More headlines run across the screen on Channelnews asia: i learned that Central America and Mexico are not spared either - flooding and mudslides have left hundreds dead. Then there are the familiar warnings about the spreading bird flu.
How does one react to all this? These are the sort of news, if you took notice, which make you shrug; they unsettle you a little, but it won't be for long before you clean forget about them. The news and especially its medium, the TV, do convey a sombre, proximate sense of realism and evoke feelings of poignant tragedy. But life is such that unless you are personally brought to bear the consequences of tragedies such as natural calamities, you won't be terribly affected by their occurrence or the immense damage that they wreaked on human lives - lives which are probably totally unrelated to your existence and never would cross path with yours. And so while mass rapes and unspoken atrocities were taking place in Sudan, while entire families are possibly destroyed by the earthquake in South Asia, while many Iraqis struggle daily to survive and not get killed by bombings and insane killings, and while many other atrocities are occurring in many parts of the world even as i am writing now, you and i - our lives just go on as normal. We have many burdens too, like coping with school and work stress, but surely they cannot compare in any degree to those implacable problems that are prevalent and ongoing in this world.
Yet the truth is, such is the the condition of life, that while we are aware of injustice, unfairness across human societies and both inevitable as well as blatantly wanton deaths in the world, many of us will not and cannot be made to confront our problems while keeping in mind that real life tragedies exist elsewhere which surely make our problems somewhat infinitely inconsequential.

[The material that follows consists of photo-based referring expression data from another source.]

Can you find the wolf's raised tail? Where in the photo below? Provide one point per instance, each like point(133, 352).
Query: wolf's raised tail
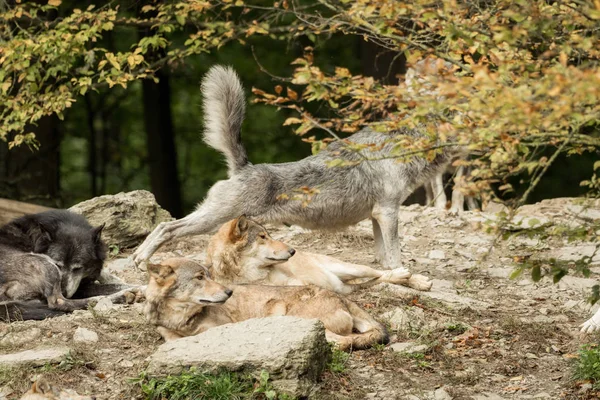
point(224, 108)
point(26, 310)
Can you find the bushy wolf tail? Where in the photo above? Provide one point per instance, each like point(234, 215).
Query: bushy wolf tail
point(224, 108)
point(26, 310)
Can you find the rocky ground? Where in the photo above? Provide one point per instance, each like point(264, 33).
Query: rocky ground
point(476, 335)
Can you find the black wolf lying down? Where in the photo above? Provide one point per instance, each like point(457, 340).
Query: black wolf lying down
point(46, 259)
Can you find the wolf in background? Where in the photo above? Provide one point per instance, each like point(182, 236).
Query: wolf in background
point(47, 257)
point(347, 195)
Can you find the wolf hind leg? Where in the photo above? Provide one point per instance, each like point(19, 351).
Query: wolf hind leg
point(386, 215)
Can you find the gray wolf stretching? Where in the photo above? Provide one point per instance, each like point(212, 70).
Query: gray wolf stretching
point(182, 300)
point(47, 257)
point(372, 189)
point(242, 251)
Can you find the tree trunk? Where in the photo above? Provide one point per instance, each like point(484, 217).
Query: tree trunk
point(160, 142)
point(33, 175)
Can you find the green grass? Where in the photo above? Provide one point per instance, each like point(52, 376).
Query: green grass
point(196, 385)
point(588, 365)
point(338, 362)
point(456, 328)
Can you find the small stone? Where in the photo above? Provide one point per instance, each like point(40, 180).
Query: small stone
point(35, 358)
point(126, 364)
point(104, 304)
point(586, 387)
point(486, 396)
point(542, 395)
point(437, 255)
point(408, 347)
point(441, 394)
point(83, 335)
point(400, 318)
point(19, 338)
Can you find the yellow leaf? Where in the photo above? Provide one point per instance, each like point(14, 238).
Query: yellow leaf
point(292, 94)
point(113, 60)
point(291, 121)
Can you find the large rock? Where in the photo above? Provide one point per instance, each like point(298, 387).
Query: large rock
point(129, 217)
point(292, 350)
point(34, 358)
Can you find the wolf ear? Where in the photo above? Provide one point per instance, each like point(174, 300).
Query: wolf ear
point(97, 231)
point(240, 226)
point(41, 238)
point(159, 271)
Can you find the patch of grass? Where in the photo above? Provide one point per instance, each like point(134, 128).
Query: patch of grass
point(338, 360)
point(193, 384)
point(588, 365)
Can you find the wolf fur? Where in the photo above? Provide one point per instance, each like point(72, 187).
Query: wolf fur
point(49, 256)
point(242, 251)
point(347, 195)
point(183, 300)
point(417, 81)
point(435, 193)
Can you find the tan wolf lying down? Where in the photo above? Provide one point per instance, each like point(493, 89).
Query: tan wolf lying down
point(182, 300)
point(242, 251)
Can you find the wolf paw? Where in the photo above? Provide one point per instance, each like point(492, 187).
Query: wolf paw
point(397, 276)
point(589, 326)
point(129, 295)
point(420, 282)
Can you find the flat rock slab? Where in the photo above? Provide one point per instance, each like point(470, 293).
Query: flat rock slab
point(129, 217)
point(34, 358)
point(292, 350)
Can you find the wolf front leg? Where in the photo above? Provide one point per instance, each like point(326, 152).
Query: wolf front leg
point(204, 220)
point(386, 216)
point(592, 324)
point(378, 239)
point(437, 185)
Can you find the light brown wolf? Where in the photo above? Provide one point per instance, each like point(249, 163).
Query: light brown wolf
point(242, 251)
point(182, 300)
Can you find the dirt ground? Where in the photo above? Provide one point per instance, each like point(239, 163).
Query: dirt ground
point(482, 336)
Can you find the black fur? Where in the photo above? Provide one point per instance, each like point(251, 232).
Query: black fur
point(48, 257)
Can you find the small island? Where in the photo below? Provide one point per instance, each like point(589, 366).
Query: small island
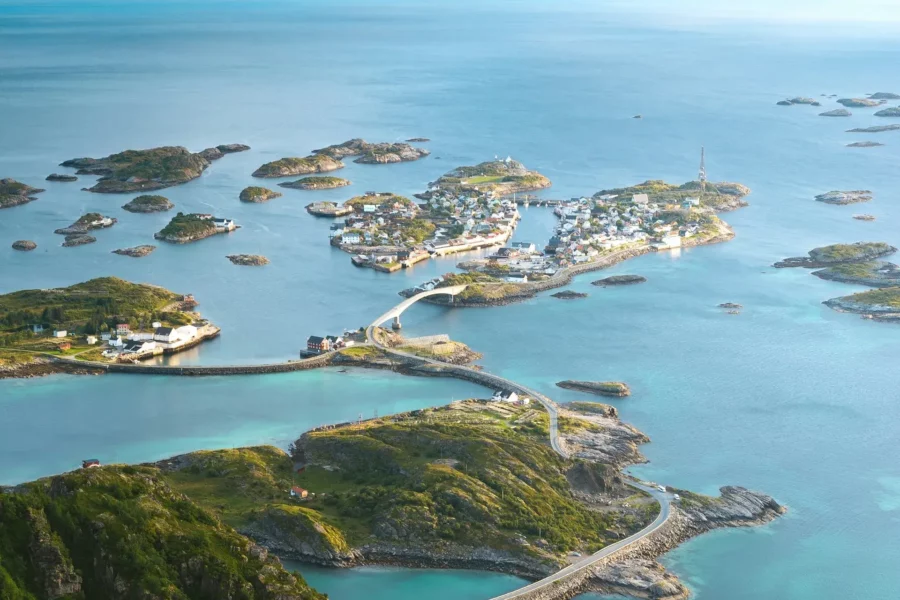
point(875, 129)
point(149, 204)
point(256, 194)
point(141, 170)
point(374, 154)
point(61, 178)
point(497, 177)
point(24, 245)
point(13, 193)
point(875, 273)
point(329, 209)
point(316, 183)
point(87, 222)
point(568, 295)
point(78, 239)
point(619, 280)
point(860, 102)
point(248, 260)
point(844, 198)
point(889, 112)
point(186, 228)
point(284, 167)
point(601, 388)
point(136, 251)
point(838, 254)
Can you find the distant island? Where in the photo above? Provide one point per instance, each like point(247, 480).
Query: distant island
point(602, 388)
point(837, 254)
point(66, 178)
point(498, 177)
point(249, 260)
point(136, 251)
point(185, 228)
point(99, 321)
point(149, 204)
point(87, 222)
point(256, 194)
point(284, 167)
point(844, 198)
point(145, 170)
point(369, 153)
point(13, 193)
point(316, 183)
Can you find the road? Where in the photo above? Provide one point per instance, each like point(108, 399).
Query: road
point(663, 498)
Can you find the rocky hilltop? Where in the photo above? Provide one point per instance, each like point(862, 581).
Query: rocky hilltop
point(284, 167)
point(142, 170)
point(316, 183)
point(602, 388)
point(87, 222)
point(844, 198)
point(838, 254)
point(256, 194)
point(368, 153)
point(13, 193)
point(149, 204)
point(122, 532)
point(249, 260)
point(502, 177)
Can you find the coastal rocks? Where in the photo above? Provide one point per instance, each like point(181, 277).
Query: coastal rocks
point(876, 273)
point(316, 183)
point(316, 163)
point(889, 112)
point(140, 170)
point(61, 178)
point(248, 260)
point(136, 251)
point(86, 223)
point(328, 209)
point(372, 154)
point(256, 194)
point(860, 102)
point(875, 129)
point(568, 295)
point(844, 198)
point(837, 254)
point(616, 389)
point(149, 204)
point(14, 193)
point(619, 280)
point(78, 239)
point(24, 245)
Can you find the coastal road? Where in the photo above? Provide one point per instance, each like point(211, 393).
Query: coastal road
point(664, 500)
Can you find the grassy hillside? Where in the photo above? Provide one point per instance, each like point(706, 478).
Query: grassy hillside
point(122, 532)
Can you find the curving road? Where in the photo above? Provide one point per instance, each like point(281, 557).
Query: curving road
point(663, 498)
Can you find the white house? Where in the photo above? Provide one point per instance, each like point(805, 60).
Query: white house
point(165, 335)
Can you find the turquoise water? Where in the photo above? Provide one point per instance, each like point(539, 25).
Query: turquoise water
point(788, 397)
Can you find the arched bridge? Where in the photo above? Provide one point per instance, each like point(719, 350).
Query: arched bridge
point(395, 312)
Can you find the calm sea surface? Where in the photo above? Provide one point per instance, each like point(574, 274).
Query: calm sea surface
point(789, 397)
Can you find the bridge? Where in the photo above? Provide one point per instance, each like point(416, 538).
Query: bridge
point(395, 312)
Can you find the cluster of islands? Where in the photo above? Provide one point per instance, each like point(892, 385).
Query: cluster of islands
point(871, 101)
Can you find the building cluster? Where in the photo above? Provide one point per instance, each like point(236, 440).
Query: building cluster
point(126, 344)
point(400, 233)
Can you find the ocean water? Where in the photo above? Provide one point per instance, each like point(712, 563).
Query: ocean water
point(788, 397)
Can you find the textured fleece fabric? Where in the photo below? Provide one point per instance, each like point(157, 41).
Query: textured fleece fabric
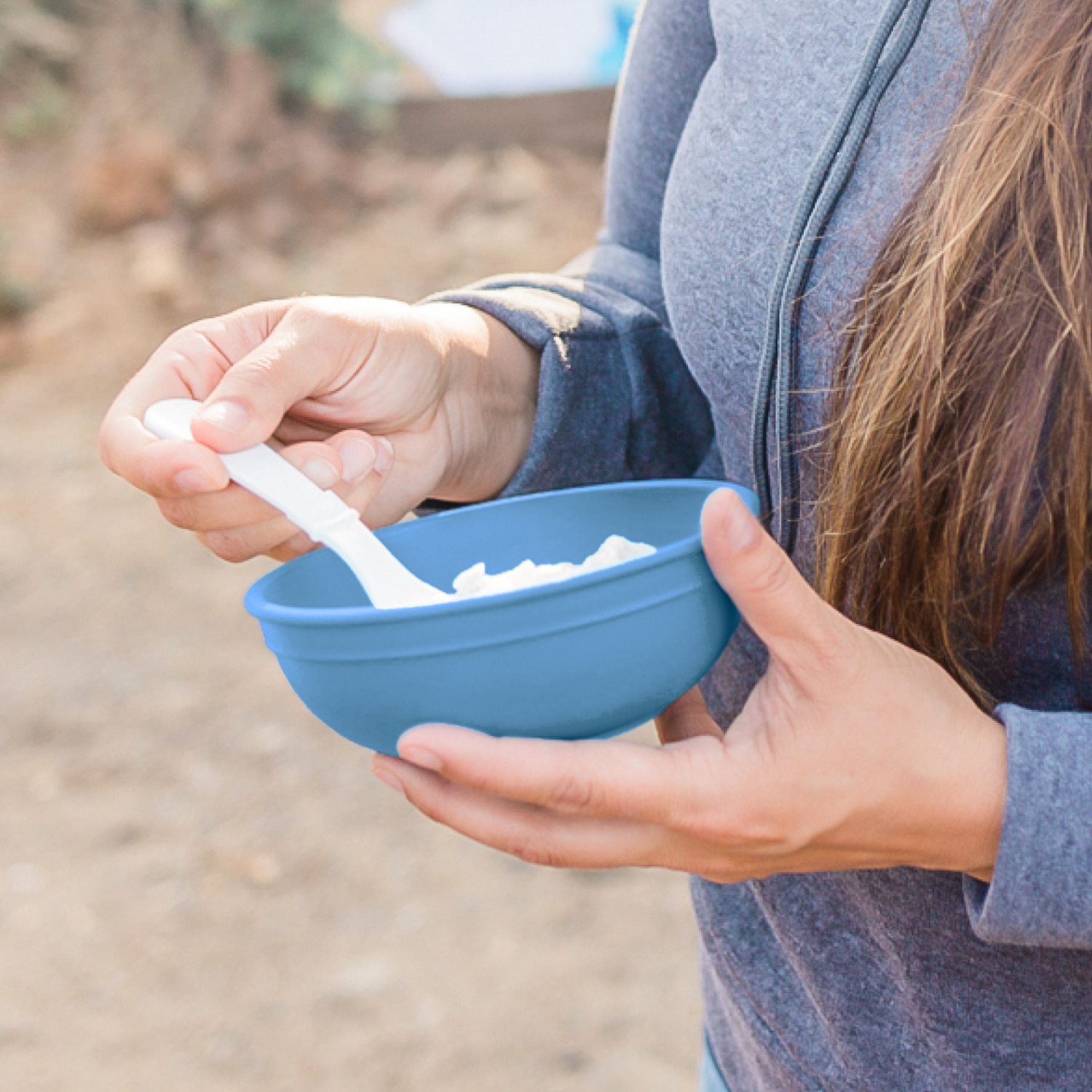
point(885, 980)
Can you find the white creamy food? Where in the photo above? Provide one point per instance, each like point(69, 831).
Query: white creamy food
point(476, 582)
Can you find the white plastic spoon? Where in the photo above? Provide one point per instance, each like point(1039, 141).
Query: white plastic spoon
point(321, 515)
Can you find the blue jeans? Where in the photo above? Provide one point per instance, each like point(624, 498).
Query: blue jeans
point(711, 1079)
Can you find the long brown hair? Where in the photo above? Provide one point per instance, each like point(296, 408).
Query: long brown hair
point(958, 454)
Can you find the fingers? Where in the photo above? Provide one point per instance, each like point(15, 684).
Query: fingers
point(777, 601)
point(236, 526)
point(687, 719)
point(521, 830)
point(594, 780)
point(188, 365)
point(301, 357)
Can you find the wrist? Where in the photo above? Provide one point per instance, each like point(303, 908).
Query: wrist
point(489, 402)
point(978, 797)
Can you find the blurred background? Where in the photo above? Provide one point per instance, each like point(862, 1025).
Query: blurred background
point(201, 887)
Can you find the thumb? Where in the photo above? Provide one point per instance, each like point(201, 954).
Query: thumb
point(779, 604)
point(257, 391)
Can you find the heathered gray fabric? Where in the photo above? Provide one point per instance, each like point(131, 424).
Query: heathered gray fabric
point(900, 980)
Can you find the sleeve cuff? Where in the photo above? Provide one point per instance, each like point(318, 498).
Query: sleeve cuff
point(1041, 893)
point(616, 400)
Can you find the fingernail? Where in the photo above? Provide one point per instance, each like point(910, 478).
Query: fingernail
point(740, 528)
point(227, 416)
point(426, 759)
point(320, 472)
point(194, 482)
point(358, 456)
point(388, 777)
point(384, 456)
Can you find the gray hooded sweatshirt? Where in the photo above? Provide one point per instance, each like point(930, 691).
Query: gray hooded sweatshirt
point(884, 980)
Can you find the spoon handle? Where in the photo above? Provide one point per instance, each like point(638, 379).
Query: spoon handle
point(321, 515)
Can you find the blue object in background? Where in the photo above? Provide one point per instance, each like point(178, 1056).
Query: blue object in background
point(587, 657)
point(613, 59)
point(513, 47)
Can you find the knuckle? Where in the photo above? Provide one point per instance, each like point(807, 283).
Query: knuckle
point(296, 546)
point(535, 851)
point(832, 651)
point(229, 545)
point(771, 577)
point(178, 513)
point(574, 792)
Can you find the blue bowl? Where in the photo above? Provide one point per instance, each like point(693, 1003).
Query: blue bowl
point(585, 659)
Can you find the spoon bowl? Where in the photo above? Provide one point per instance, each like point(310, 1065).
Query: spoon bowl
point(587, 657)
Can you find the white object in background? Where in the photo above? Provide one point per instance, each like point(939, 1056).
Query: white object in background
point(509, 47)
point(323, 515)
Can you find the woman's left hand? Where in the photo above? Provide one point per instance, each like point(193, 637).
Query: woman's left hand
point(853, 751)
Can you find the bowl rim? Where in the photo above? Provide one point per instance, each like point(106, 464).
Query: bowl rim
point(264, 609)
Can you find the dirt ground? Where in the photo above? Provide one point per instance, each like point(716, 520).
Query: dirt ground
point(201, 887)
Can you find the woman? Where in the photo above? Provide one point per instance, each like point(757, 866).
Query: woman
point(847, 249)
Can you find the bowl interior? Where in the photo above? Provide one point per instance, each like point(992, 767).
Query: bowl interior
point(566, 526)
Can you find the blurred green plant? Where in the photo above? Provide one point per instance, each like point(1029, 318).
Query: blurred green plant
point(319, 58)
point(41, 111)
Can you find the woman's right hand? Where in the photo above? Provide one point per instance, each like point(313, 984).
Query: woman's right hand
point(386, 403)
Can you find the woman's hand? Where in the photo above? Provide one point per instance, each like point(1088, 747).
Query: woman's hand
point(852, 753)
point(386, 403)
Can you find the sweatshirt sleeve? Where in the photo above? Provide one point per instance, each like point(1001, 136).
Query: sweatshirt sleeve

It just doesn't work that way. No one ever said that keeping a healthy perspective of our personal life and personal problems must entail comparing with people who are worse off than us. On the contrary, it is to those seemingly blissful/successful/beautiful/powerful people whom we look upon and contemplate our fate.
Poverty and suffering, as do illness and dying, are after all nothing new and have been ever present. When someone talks about such stuff, sometimes it can seem as though yet another person is romanticising about Life, life's tragedy and what not. Compassion is like a residual feeling which one musters only when one is not afflicted by personal problems or tragedies. All is fair game; men may be created equal but they don't live equal - you just have to live with that, without needing to feel guilty or responsible for the status quo, no matter its inherent flaws.
I know i won't be thinking about the earthquake in Pakistan, the suffering i see on TV and the insane devastating human conflicts i read in the papers when i start to panic about work deadlines or grapple with money woes. I think only of how terribly miserable i am; i think of how i can extricate myself out of my misery.
But as i am these days constantly deluged with fresh news of brewing conflicts the world over, i get really unsettled and think a little deeper about what all this means for me, a student troubled over what path his future should take even as there are others whose future confines only to suriving the next day.
And as i ponder how ironic it is that Nature alone creates so many problems for human beings - including seizing one too many life prematurely - while human beings create more problems for themselves through terrorism, nukes and power struggles instead of solving problems together, i realise also the futility, even the irrelevance of my thoughts.